And yet even with all our modern triumphs, we too have to eventually accept death for ourselves and our loved ones.
So then, the message that death doesn't have the final word? Of course it was transformative and attractive, especially in the times of Jesus, but also today! And don't we have to be joyful about it?
Thus joy becomes evangelization. "Those are the people who believe death isn't final. No wonder they are so joyful."
Catechism of the Catholic Church
That which was from the beginning, which we have heard, which we have seen with our eyes, which we have looked upon and touched with our hands, concerning the word of life - the life was made manifest, and we saw it, and testify to it, and proclaim to you the eternal life which was with the Father and was made manifest to us - that which we have seen and heard we proclaim also to you, so that you may have fellowship with us; and our fellowship is with the Father and with his Son Jesus Christ.

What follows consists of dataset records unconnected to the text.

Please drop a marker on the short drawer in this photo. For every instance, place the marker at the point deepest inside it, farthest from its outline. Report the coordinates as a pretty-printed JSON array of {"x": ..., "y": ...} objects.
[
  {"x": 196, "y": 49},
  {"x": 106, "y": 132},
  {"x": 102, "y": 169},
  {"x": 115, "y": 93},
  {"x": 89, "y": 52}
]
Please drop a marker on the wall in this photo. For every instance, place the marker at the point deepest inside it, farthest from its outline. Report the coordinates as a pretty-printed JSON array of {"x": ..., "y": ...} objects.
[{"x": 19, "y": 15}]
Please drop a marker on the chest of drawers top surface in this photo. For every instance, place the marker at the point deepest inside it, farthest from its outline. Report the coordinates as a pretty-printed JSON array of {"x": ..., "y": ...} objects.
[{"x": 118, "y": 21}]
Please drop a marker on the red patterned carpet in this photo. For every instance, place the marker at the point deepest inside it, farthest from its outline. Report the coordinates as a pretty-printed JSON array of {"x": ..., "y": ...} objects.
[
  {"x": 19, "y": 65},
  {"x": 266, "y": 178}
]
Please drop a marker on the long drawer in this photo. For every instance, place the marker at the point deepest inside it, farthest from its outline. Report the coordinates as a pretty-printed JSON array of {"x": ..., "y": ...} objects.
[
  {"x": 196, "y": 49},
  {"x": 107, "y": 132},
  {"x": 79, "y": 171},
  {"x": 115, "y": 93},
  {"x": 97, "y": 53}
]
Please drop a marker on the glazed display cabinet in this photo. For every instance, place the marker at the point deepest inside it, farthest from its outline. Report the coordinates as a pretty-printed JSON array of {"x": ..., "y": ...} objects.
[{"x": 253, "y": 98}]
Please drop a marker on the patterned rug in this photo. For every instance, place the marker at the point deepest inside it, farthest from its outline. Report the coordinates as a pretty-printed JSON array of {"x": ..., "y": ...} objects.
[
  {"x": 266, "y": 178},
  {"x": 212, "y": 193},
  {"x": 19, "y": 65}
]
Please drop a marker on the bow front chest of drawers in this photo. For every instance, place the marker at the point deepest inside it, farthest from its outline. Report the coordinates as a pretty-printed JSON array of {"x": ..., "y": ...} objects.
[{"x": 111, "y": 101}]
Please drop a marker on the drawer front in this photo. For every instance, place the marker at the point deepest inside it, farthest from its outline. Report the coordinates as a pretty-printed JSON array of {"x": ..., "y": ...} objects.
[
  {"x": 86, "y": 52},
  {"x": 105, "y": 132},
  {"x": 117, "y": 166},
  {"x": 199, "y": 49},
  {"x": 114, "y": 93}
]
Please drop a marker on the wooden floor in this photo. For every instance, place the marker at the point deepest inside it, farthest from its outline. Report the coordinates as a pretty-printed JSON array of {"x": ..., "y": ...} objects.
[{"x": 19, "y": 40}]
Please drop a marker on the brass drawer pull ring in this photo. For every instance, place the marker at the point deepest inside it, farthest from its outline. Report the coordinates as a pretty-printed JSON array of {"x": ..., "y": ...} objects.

And we are writing this that our joy may be complete. (1 Jn 1:1-4.)
What if I don't FEEL joy today?
In the homily, Father spoke about the task of joy as being open to welcoming it and nourishing it.
This is also a helpful mindset shift.
As Fr. Michael Rennier once wrote, "joy itself is not an emotion. Emotions come and go, but a person who is truly joyful remains so even in the midst of difficult circumstances. Joy is a virtue that is stronger than how we feel at any given moment."
Joy, in this sense, is a task. And a task is something we can do, even when we don't feel like it.
It's a task to open our eyes and hearts to welcome all the motives for joy that fill each day. And it's a task to sit with those so that both the emotion and the virtue can be nourished and grow.
From Pope Francis' Easter homily in 2024:
Brothers and sisters, let us stop and reflect on these two moments, which bring us to the unexpected joy of Easter. At first, the women anxiously wonder: Who will roll away the stone from the tomb? Then, at a second moment, looking up, they see that it had already been rolled back.